June’s inflation and economic activity readings didn’t settle the debate over the ongoing and eventual impact of tariffs, very likely leaving the Fed on the sidelines through the summer.
Core CPI picked up vs May but was softer than expected, with services inflation remaining tame. But core goods prices jumped, with a pickup in key categories suggesting that tariff passthrough is underway.
Producer and import price aggregates were on the soft side as well, but a closer read of the data showed potential pressures building, with exporters not appearing to offer discounts to offset tariffs for US buyers.
Gov Waller continued to make his case for a rate cut on July 30th, citing the transitory nature of tariff-driven inflation and fearing falling behind the easing curve given downside risks to the labor market.
He may be supported by Gov Bowman - but the vast majority of the Committee – including Collins, Hammack, Kugler, and Williams this week – support maintaining a restrictive stance in the meantime.
The FOMC majority is unlikely to be swayed to a July cut by this week’s data.
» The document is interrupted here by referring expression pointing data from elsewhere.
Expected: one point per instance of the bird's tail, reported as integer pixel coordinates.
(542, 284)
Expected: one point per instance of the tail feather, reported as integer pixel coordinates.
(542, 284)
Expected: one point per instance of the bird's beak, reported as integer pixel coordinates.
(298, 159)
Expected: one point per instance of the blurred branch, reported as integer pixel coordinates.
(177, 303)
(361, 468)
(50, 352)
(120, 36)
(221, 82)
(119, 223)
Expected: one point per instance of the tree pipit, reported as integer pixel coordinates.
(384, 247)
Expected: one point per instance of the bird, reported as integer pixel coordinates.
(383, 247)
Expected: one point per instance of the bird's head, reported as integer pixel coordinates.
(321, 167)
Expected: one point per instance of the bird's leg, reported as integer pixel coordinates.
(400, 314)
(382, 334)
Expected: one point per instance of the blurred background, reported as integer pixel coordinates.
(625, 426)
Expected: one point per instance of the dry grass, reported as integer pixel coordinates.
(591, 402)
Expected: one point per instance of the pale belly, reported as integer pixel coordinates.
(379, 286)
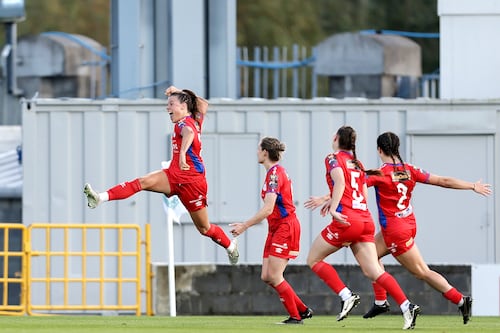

Growth is tracking above 2% in Q2, with various data this week suggesting that the economy ended the quarter stronger than it began.
In particular, retail sales picked up strongly in June after a weak run, with initial jobless claims declining for a 5th week and industrial production stabilizing.
The Fed’s Beige Book noted a pickup in activity from late May, while noting that the biggest price increases are yet to come. Meanwhile, regional Fed manufacturing/services surveys and the University of Michigan consumer survey pointed to a continued improvement in sentiment in July as tariff uncertainty abated.
There was Fed drama outside of the rate cut debate too, with the biggest market moves of the week coming Wednesday on reports (later denied) that President Trump was planning to fire Chair Powell soon.
For all that, near-term Fed Funds implied rates closed only a little higher on the week, slightly more hawkish than pre-CPI levels. July is still seen as a non-event from a rate decision perspective (1bp priced) with a cumulative 16bp for the Sept FOMC and 46bp for December.
There were however larger declines for implied rates into 2H26 and beyond on the assumption that a new Fed Chair after Powell’s term expires in May 2026 will be more overtly dovish.